Em uma manhã, saindo do hotel em uma “voadeira” pelo Rio Cuiabá, fomos chamados por um pescador na margem direita. Ao nos aproximarmos, ele disse que estava alimentando uma pintada, jogando piranhas para ela. Tendo terminado o seu estoque de peixes, ele amarrou uma sandália havaiana na ponta da linha de sua vara de carretilha e a lançou na margem, a uns dez metros de distância. O chinelo ficou enganchado na vegetação e ele começou a sacudir o galho da árvore. Em alguns segundos, um macho adulto de pintada se aproximou e tentou pegar o chinelo. Ele ficou por vários minutos entretido com o movimento do chinelo na vegetação, como um gatinho doméstico que cresceu demais. Depois, desapareceu na vegetação mais densa da mata de galeria da margem do rio. Na tarde do mesmo dia, voltamos ao local para procurá-lo e o encontramos dormindo dentro do casco de um barco abandonado, a poucos metros de onde o havíamos visto pela manhã.
Na verdade, para todos nós, incluindo o George, o prazer da visualização foi diminuído pela situação um tanto degradante de ver um animal tão nobre sendo enganado por estratagema tão vulgar, tão “humano”, no seu sentido mais pejorativo. No entanto, como que para compensar esse evento, quando saímos novamente para o rio, na manhã seguinte, fomos atraídos por uma comoção na margem esquerda.

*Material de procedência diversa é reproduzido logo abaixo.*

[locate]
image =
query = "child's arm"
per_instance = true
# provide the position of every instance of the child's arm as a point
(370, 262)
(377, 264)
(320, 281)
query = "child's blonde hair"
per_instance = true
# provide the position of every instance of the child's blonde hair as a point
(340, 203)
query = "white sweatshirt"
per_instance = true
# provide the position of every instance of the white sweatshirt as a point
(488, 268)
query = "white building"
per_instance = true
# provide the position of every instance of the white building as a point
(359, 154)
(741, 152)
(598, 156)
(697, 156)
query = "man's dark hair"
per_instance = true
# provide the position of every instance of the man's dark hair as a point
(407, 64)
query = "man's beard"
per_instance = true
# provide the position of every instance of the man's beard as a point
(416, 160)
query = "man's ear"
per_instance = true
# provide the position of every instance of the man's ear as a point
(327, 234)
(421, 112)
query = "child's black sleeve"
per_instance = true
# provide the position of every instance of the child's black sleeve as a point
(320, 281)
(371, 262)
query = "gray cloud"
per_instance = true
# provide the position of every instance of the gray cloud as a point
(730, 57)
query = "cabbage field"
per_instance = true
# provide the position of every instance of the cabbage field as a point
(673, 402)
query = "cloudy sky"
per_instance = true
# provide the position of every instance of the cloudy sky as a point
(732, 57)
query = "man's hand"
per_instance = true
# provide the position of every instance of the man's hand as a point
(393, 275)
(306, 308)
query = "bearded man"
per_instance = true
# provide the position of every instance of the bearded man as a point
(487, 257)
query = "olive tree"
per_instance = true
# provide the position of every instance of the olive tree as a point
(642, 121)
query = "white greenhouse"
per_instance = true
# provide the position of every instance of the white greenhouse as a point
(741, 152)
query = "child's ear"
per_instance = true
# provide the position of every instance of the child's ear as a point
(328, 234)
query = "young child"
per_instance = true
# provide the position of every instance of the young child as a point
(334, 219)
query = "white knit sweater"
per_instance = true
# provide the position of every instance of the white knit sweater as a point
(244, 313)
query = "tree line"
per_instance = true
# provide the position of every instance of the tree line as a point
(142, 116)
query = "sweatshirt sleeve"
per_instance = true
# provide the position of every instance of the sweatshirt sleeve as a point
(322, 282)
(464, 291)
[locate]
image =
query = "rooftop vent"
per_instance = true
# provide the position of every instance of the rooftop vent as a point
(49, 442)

Quando nos aproximamos, avistamos uma fêmea de onça-pintada saindo do rio, depois de um ataque frustrado a uma capivara, que desapareceu por baixo d’água. Em estado de alerta, ela ficou esquadrinhando a superfície, ainda procurando por sua presa. Após alguns minutos, se afastou da nossa visão, embrenhando-se na vegetação.
Ao contrário do dia anterior, nos sentimos gratificados pelo privilégio de ter presenciado uma cena na vida cotidiana do maior dos nossos predadores. E olhando a expressão de enlevo no rosto do George Schaller, agradeci mentalmente por ter participado, através dele, de alguma forma para melhorar um pouco a situação da espécie no Pantanal e no Brasil, ganhando talvez alguns anos mais na batalha contra a extinção desse felino tão imponente da nossa fauna.